The photoelectric work function for a metal surface is 4.125 eV. The cut-off wavelength for this surface is

• A. 3000 $\mathring{A} $
• B. 2062.5 $\mathring{A} $
• C. 4125 $\mathring{A} $
• D. 6000 $\mathring{A} $

Answer 1

The Correct Option is A

The problem is related to the photoelectric effect, which describes the emission of electrons from a metal surface when it is exposed to light. The energy required to remove an electron from the surface of a metal is known as the work function (\phi). This work function is given as 4.125 eV for this problem.

To find the cut-off wavelength (\lambda_c), we use the photoelectric equation relating the work function and cut-off wavelength:

\phi = \frac{hc}{\lambda_c}

where:

• h is Planck's constant (6.626 \times 10^{-34} \, \text{J s})
• c is the speed of light (3 \times 10^8 \, \text{m/s})
• \lambda_c is the cut-off wavelength
• \phi is the work function given in electron volts (1 eV = 1.6 \times 10^{-19} \, \text{J})

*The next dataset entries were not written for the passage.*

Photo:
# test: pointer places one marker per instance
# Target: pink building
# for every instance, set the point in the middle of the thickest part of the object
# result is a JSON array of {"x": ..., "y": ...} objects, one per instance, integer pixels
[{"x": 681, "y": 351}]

First, convert the work function from electron volts to joules:

\phi = 4.125 \, \text{eV} = 4.125 \times 1.6 \times 10^{-19} \, \text{J}

Now, solve for the cut-off wavelength:

\lambda_c = \frac{hc}{\phi}

Substitute the values:

\lambda_c = \frac{6.626 \times 10^{-34} \times 3 \times 10^8}{4.125 \times 1.6 \times 10^{-19}}

Simplifying this expression:

\lambda_c = \frac{19.878 \times 10^{-26}}{6.6 \times 10^{-19}} = 3.012 \times 10^{-7} \, \text{m}

Convert meters to angstroms (1 m = 10^{10} \, \mathring{A}):

\lambda_c = 3.012 \times 10^{-7} \times 10^{10} = 3012 \, \mathring{A}

Rounding to the nearest option provided gives 3000 \, \mathring{A}, which matches the correct answer.

Therefore, the cut-off wavelength for this surface is 3000 \mathring{A}.